Il sottosegretario a Siderno per incontrare gli amministratori locali di Locride e Grecanica dopo il ciclone Harry. I primi cittadini: «Chiediamo fondi e tempi certi»

di Ilario Balì

«Lunedì il Consiglio dei ministri delibererà lo stato di emergenza nazionale per la Calabria, a seguito delle richieste avanzate dalla Regione, che ha già quantificato una prima stima dei danni in circa 300 milioni di euro». Così il sottosegretario alla presidenza del Consiglio dei Ministri con delega al Sud Luigi Sbarra, che ha voluto incontrare a Siderno una delegazione di sindaci di Locride e Grecanica per fare il punto della situazione sui danni causati dal ciclone Harry che ha messo in ginocchio un intero territorio.

«È fondamentale assicurare continuità al lavoro sinergico e di coordinamento messo in campo in questi giorni anche nelle prossime fasi – ha dichiarato Sbarra a margine dell’incontro – Il Governo è impegnato nel riconoscimento dello stato di emergenza nazionale e nel mettere a disposizione risorse adeguate a ristorare le comunità colpite, le attività produttive e il sistema delle imprese. È importante mantenere forte il coordinamento tra i sindaci, il sistema della Protezione civile e la Regione, perché solo attraverso una collaborazione costante si possono affrontare in modo efficace le conseguenze di eventi così gravi».

Sbarra ha quindi ribadito «l’attenzione costante e la concreta vicinanza del Governo nazionale, che trova ulteriore conferma nella visita prevista per domani del ministro per la Protezione civile Nello Musumeci, che si recherà nelle aree del Reggino maggiormente colpite dal maltempo per verificare direttamente la situazione e seguire l’evoluzione degli interventi in corso».

Guardando oltre la fase emergenziale, Sbarra ha richiamato l’attenzione sulla necessità di interventi strutturali: «Occorre rafforzare la progettualità e la pianificazione sulla mitigazione del rischio di erosione costiera, sul rischio sismico, sul dissesto idrogeologico e sulla messa in sicurezza complessiva del territorio. Su questi temi il Governo intende continuare a investire, sostenendo Regioni ed enti locali attraverso le risorse del PNRR, dei fondi di coesione e di altre fonti di finanziamento nazionale».
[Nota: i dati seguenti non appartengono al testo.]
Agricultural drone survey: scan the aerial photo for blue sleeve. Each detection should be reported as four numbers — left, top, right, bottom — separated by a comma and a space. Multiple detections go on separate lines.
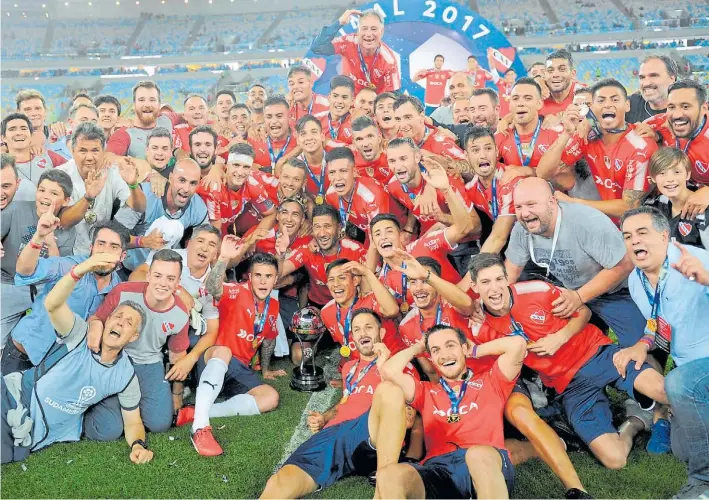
15, 255, 86, 286
310, 19, 342, 56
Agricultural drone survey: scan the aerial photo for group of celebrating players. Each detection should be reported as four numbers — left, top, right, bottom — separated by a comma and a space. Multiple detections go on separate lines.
0, 6, 709, 498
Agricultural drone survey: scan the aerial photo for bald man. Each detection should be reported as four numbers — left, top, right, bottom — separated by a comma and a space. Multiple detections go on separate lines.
505, 177, 645, 347
431, 72, 475, 125
116, 158, 209, 271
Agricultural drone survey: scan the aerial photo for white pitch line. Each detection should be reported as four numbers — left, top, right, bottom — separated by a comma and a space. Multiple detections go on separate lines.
274, 349, 340, 473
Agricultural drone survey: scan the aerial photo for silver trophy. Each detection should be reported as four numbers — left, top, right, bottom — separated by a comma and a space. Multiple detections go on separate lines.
290, 306, 327, 392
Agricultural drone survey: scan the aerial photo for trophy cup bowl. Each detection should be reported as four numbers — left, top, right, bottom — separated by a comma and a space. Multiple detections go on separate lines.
290, 307, 327, 392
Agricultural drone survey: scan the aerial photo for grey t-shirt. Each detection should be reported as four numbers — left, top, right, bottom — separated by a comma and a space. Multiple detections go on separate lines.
505, 202, 627, 293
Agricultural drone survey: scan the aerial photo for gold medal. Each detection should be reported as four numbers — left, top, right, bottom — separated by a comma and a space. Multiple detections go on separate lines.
647, 318, 657, 333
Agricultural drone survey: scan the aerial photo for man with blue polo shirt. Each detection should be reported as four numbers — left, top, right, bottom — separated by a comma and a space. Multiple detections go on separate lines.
0, 253, 153, 464
115, 158, 208, 271
614, 207, 709, 498
2, 221, 130, 374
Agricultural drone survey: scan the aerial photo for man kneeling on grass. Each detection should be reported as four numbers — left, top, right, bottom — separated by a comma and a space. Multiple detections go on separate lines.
0, 253, 153, 464
261, 309, 417, 498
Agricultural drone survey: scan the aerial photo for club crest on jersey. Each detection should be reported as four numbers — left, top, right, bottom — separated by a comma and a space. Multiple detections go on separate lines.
529, 309, 547, 325
677, 222, 692, 237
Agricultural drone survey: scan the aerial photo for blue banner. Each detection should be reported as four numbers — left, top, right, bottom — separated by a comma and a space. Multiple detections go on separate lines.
304, 0, 526, 101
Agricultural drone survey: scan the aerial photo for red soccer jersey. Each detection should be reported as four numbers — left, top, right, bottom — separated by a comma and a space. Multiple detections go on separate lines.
418, 68, 455, 106
332, 33, 401, 95
326, 177, 391, 235
646, 113, 709, 186
318, 112, 353, 151
419, 132, 468, 161
539, 82, 585, 116
565, 125, 657, 200
495, 78, 512, 117
354, 149, 392, 186
379, 229, 460, 306
216, 282, 280, 366
320, 292, 404, 359
473, 281, 611, 393
247, 133, 297, 172
288, 92, 330, 130
465, 164, 522, 222
387, 172, 470, 234
325, 358, 420, 427
411, 363, 515, 462
466, 68, 493, 89
287, 238, 367, 306
495, 122, 578, 168
172, 123, 229, 153
204, 175, 273, 234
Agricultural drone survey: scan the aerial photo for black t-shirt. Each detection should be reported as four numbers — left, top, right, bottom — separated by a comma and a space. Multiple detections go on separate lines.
625, 93, 667, 123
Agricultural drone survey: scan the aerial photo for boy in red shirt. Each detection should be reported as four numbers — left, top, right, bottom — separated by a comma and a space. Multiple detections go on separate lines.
261, 309, 419, 498
176, 248, 286, 456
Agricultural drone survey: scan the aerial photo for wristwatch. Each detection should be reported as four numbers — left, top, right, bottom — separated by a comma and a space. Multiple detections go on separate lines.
130, 439, 148, 451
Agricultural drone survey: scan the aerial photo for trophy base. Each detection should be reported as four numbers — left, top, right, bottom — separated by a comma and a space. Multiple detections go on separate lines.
290, 366, 327, 392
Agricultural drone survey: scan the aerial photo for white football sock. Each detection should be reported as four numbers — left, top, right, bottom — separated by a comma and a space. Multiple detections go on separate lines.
209, 394, 261, 418
192, 358, 228, 432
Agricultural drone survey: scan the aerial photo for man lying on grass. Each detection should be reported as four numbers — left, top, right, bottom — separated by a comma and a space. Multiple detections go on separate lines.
0, 253, 153, 464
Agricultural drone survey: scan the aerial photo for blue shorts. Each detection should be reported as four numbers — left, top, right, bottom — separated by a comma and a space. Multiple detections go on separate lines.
283, 411, 377, 488
197, 356, 264, 397
411, 448, 515, 498
561, 344, 653, 444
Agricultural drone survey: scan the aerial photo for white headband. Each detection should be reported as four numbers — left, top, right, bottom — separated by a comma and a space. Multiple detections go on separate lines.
227, 153, 254, 167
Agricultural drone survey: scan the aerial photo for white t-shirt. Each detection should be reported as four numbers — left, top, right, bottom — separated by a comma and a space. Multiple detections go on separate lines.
57, 160, 130, 255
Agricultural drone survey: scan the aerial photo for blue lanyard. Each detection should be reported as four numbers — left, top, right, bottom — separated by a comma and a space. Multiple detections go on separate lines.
336, 294, 359, 346
303, 155, 327, 194
514, 119, 542, 167
439, 369, 471, 415
419, 302, 443, 330
382, 262, 409, 302
266, 134, 290, 168
357, 44, 379, 88
344, 358, 377, 396
635, 257, 670, 320
327, 111, 350, 140
338, 181, 357, 231
510, 311, 530, 343
254, 295, 271, 338
675, 116, 707, 154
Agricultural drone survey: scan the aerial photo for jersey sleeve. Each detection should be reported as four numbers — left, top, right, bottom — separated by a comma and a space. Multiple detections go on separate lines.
118, 374, 141, 411
106, 128, 130, 156
94, 285, 122, 322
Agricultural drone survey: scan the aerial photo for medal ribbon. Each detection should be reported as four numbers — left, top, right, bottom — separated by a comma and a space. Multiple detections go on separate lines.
336, 293, 359, 347
356, 44, 379, 87
344, 358, 377, 396
675, 116, 707, 154
514, 119, 542, 167
266, 134, 291, 168
439, 369, 472, 415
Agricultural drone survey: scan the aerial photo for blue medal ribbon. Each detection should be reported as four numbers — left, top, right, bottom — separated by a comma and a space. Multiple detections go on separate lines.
356, 44, 379, 88
514, 119, 542, 167
336, 294, 359, 346
344, 358, 377, 396
266, 134, 291, 168
439, 369, 472, 424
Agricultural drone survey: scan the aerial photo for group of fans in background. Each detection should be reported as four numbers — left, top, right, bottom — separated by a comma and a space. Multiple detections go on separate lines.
0, 6, 709, 498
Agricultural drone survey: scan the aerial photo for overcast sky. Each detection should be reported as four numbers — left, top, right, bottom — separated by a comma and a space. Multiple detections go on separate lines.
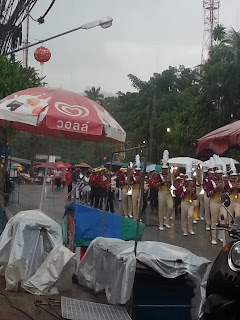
18, 0, 240, 94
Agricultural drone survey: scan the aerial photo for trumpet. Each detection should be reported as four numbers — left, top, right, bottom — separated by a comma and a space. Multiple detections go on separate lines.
127, 162, 133, 196
169, 167, 177, 198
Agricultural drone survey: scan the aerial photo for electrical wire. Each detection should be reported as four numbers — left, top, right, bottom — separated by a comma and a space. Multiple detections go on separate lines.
42, 0, 56, 19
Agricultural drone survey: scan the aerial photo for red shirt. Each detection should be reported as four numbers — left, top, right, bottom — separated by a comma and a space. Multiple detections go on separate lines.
177, 184, 197, 200
65, 171, 72, 186
94, 174, 102, 187
102, 179, 108, 190
156, 173, 168, 187
89, 174, 96, 184
148, 178, 157, 189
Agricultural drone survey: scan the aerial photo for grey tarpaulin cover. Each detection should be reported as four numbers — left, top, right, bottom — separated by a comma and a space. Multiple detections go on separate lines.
0, 210, 75, 295
77, 237, 211, 318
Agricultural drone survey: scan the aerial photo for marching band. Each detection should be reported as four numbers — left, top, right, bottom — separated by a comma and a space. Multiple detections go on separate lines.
67, 150, 240, 245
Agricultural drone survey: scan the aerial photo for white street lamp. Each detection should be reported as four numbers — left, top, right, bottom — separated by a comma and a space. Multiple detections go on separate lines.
6, 17, 113, 55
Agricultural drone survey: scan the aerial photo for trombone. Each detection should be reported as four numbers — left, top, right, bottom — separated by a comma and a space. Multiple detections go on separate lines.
127, 162, 133, 196
169, 167, 177, 198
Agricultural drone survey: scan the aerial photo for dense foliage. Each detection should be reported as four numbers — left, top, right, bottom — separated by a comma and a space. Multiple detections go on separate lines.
5, 25, 240, 166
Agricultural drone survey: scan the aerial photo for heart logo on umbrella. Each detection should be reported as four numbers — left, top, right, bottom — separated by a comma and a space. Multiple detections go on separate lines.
55, 102, 89, 117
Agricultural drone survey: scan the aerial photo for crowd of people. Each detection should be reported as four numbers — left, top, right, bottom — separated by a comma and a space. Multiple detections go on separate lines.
55, 151, 240, 245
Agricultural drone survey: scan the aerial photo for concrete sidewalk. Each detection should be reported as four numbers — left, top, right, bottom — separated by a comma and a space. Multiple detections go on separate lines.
0, 185, 221, 320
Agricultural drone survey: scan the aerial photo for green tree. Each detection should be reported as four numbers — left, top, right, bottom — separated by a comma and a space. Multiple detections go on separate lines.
84, 87, 104, 102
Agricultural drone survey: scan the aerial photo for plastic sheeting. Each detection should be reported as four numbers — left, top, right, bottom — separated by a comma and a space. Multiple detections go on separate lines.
0, 210, 73, 294
77, 238, 211, 318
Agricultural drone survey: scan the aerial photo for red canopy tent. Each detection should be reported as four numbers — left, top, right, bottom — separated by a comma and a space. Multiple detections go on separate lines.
196, 120, 240, 158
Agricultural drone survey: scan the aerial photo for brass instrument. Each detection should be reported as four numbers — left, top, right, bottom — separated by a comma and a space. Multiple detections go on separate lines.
127, 162, 133, 196
169, 167, 177, 198
197, 164, 204, 195
212, 178, 224, 200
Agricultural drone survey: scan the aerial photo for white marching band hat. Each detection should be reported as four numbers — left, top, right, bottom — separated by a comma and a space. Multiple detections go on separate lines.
161, 150, 169, 169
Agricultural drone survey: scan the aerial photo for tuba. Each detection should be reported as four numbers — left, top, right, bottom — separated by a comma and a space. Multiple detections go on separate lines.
169, 167, 176, 198
127, 162, 133, 196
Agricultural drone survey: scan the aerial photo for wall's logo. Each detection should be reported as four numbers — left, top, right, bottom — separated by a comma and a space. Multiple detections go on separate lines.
55, 102, 89, 117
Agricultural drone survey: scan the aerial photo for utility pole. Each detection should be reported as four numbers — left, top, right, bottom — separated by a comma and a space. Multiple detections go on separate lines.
23, 10, 29, 68
201, 0, 220, 64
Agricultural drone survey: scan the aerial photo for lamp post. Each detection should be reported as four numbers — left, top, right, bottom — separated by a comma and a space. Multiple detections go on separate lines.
6, 17, 113, 55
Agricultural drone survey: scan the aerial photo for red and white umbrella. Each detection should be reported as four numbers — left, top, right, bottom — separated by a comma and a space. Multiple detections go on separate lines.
196, 120, 240, 157
0, 87, 126, 142
0, 87, 126, 209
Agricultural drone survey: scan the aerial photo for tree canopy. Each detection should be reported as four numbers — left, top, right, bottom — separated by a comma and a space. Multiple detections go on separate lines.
4, 25, 240, 166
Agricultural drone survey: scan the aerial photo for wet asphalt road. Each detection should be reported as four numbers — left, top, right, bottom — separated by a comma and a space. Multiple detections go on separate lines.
9, 185, 222, 261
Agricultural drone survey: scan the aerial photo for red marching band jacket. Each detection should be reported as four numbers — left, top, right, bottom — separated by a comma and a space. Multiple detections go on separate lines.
130, 173, 141, 186
224, 179, 240, 198
177, 182, 197, 201
206, 178, 227, 199
148, 178, 157, 189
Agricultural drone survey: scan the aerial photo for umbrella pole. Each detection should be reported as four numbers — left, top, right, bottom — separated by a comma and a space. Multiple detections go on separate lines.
101, 152, 115, 237
39, 139, 52, 210
101, 145, 146, 237
134, 152, 147, 256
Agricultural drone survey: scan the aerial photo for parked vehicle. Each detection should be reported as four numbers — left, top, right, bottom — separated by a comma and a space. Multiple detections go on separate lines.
202, 194, 240, 320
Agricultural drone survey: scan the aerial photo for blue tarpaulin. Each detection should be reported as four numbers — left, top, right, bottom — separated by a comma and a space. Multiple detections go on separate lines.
74, 202, 122, 239
74, 202, 145, 247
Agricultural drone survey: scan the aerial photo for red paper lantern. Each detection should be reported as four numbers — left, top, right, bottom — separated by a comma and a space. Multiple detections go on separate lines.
34, 47, 51, 63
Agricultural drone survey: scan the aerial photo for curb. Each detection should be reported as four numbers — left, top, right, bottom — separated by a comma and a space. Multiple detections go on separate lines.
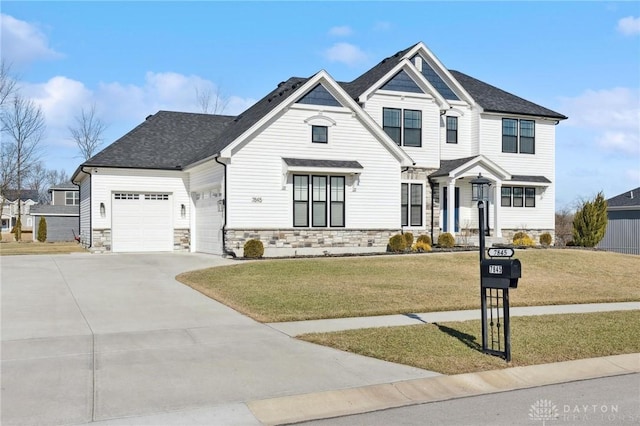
246, 353, 640, 425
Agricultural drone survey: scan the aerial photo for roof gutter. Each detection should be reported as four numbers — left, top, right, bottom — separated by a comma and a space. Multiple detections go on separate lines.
213, 153, 236, 258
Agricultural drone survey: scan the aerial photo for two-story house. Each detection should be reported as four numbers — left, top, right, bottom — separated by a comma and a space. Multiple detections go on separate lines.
72, 43, 567, 255
31, 182, 80, 242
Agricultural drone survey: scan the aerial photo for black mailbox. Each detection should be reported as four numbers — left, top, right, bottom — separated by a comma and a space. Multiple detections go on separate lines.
480, 259, 522, 289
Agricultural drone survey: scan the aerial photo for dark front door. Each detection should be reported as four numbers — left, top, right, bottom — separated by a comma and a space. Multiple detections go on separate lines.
442, 187, 460, 232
Per i sindaci dunque il fattore tempo diventa fondamentale. Gli amministratori locali chiedono celerità, fondi e tempi certi. «Al fine di garantire interventi realmente tempestivi ed efficaci, si ritiene indispensabile che - ha espresso il presidente di Assocomuni Vincenzo Maesano - a seguito della dichiarazione dello stato di emergenza nazionale, venga adottato un provvedimento normativo urgente e specifico (decreto ad hoc) che preveda stanziamenti dedicati e immediatamente disponibili, nonché tempi certi di attuazione per le opere di ripristino e messa in sicurezza. È necessario evitare che la risposta istituzionale si traduca in procedure ordinarie e dilazioni incompatibili con l’urgenza della situazione, poiché il rischio concreto è che i territori colpiti restino esposti a ulteriori eventi estremi e che i Comuni, già in condizioni di fragilità strutturale, non riescano a sostenere economicamente e operativamente gli interventi indispensabili».